Depuis 2007, Dial s’est fait l’écho des problèmes que soulèvent le développement de la production d’agrocarburants dans le monde, et en particulier au Brésil [1]. La Conférence des Nations unies sur le développement durable qui se tiendra à Rio de Janeiro début juin 2012 va être l’occasion de nouveaux débats sur cette question. Texte de José Pedro Martins publié par Noticias Aliadas le 5 mars 2012.


La polémique sur l’utilisation de terres agricoles pour la production d’agrocarburants, qui affecte la sécurité alimentaire mondiale, va être relancée avec force lors de la Conférence des Nations unies sur le développement durable, Rio+20, qui se tiendra à Rio de Janeiro début juin 2012.

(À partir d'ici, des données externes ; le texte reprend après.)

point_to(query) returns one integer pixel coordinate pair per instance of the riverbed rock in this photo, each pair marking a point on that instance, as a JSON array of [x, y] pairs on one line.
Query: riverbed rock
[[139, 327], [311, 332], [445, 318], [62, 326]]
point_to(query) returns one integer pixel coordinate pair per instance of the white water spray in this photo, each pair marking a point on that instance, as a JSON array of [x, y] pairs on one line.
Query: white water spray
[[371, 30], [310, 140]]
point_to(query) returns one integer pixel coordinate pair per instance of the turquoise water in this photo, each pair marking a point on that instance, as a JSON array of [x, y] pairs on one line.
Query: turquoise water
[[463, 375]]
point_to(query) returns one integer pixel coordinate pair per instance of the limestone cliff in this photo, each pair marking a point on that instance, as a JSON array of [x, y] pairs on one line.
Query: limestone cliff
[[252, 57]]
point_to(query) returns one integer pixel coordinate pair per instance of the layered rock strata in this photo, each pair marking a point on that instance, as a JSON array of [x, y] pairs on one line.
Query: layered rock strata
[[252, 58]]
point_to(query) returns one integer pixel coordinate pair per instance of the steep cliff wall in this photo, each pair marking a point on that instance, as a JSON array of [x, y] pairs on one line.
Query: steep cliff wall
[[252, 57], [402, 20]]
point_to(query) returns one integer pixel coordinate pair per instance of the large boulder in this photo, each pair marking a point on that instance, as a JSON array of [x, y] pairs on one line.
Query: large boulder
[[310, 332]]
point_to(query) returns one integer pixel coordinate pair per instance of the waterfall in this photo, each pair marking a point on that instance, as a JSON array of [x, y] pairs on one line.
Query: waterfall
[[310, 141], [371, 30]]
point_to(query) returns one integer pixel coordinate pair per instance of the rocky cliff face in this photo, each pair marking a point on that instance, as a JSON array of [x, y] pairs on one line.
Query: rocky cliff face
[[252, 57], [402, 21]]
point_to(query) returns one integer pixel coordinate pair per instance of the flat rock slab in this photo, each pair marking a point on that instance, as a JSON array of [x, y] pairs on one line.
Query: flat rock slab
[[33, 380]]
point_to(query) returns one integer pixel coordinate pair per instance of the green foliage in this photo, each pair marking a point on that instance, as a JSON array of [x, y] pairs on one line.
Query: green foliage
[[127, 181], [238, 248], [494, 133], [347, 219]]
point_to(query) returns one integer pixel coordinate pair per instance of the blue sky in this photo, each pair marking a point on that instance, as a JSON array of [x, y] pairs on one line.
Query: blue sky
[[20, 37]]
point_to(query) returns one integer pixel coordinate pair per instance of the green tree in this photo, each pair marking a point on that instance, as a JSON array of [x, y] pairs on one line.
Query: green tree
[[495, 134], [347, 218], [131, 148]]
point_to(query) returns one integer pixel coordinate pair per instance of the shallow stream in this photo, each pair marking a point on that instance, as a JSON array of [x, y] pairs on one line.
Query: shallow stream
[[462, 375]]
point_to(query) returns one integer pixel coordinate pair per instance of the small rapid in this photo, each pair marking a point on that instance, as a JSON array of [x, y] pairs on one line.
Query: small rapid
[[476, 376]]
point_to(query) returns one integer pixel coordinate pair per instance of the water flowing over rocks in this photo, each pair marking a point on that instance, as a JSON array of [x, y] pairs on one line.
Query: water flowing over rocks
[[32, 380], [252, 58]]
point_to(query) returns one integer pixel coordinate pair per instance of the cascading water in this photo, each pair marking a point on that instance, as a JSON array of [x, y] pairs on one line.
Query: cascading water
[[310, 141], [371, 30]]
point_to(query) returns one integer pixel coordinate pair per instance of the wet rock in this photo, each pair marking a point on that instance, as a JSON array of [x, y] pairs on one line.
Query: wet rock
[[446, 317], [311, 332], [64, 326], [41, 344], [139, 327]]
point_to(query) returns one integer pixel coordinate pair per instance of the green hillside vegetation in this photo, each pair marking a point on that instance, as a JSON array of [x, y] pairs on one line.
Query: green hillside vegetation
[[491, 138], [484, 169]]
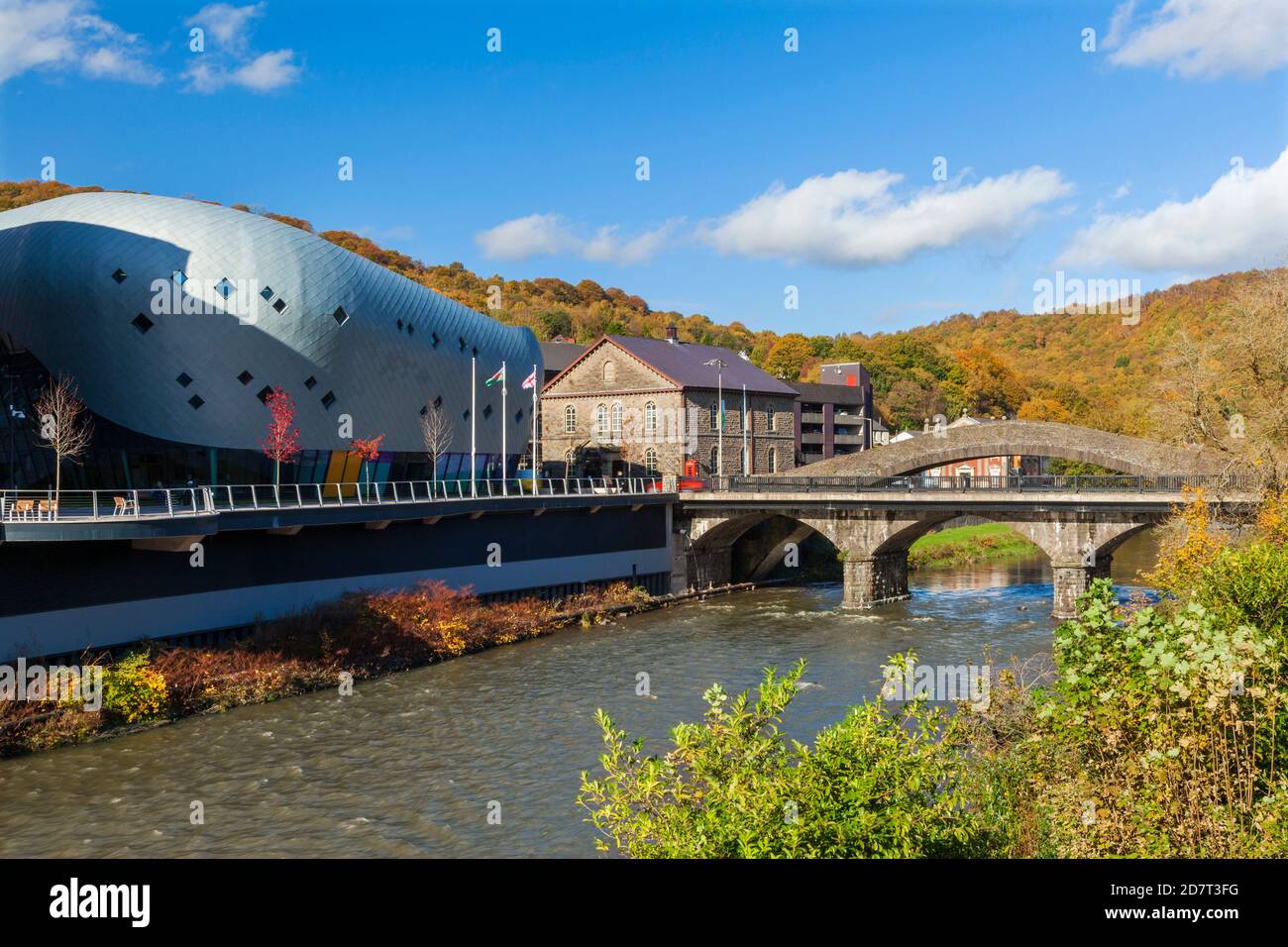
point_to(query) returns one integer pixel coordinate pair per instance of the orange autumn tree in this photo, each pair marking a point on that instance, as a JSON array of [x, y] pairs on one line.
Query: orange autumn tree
[[282, 442], [368, 449]]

Plusieurs organisations non gouvernementales participant à la préparation du Sommet des peuples, événement parallèle à la conférence officielle, se mobilisent déjà pour dénoncer la production croissante d’agrocarburants au détriment de l’utilisation familiale et communale des terres agricoles pour la production d’aliments, ainsi que son éventuel impact sur l’environnement.

En 1992, le Brésil avait déjà accueilli la Conférence des Nations unies sur l’environnement et le développement, Eco-92. Siège du Rio+20 cette année, le pays se retrouve au cœur du débat sur les effets de l’expansion des agrocarburants sur la production d’aliments et la sécurité alimentaire mondiale.

La controverse avait commencé avec vigueur en octobre 2007, lorsque le rapporteur spécial des Nations unies sur le droit à l’alimentation d’alors, le sociologue suisse Jean Ziegler, avait divulgué un rapport affirmant que l’utilisation croissante de l’éthanol – agrocarburant dérivé de la canne à sucre – contribuait à la hausse des prix des aliments et, de ce fait, à la dégradation de la sécurité alimentaire pour les populations les plus pauvres.

Dans ce rapport, Ziegler proposait un moratoire de cinq ans sur la production d’agrocarburants fabriqués à partir de produits alimentaires, tels que la canne à sucre au Brésil et le maïs aux États-Unis. Il affirmait en outre qu’une hausse des prix de 1% engendrait 16 millions de cas de malnutrition supplémentaires dans le monde.

Crime contre l’humanité

Le ton des critiques au sujet des agrocarburants est monté en avril 2008, lorsque Ziegler a indiqué que la production de masse de cette source d’énergie alternative aux carburants fossiles représentait un crime contre l’humanité, au vu de ses effets sur les prix alimentaires mondiaux.

Les déclarations formulées par Ziegler furent rapidement et vigoureusement contestées par le président brésilien de l’époque, Luis Inácio Lula da Silva (2003-2011), qui en vint à affirmer que Ziegler ne connaissait pas la réalité du Brésil. Le président Lula souligna que la hausse des prix alimentaires ne pouvait être attribuée aux agrocarburants.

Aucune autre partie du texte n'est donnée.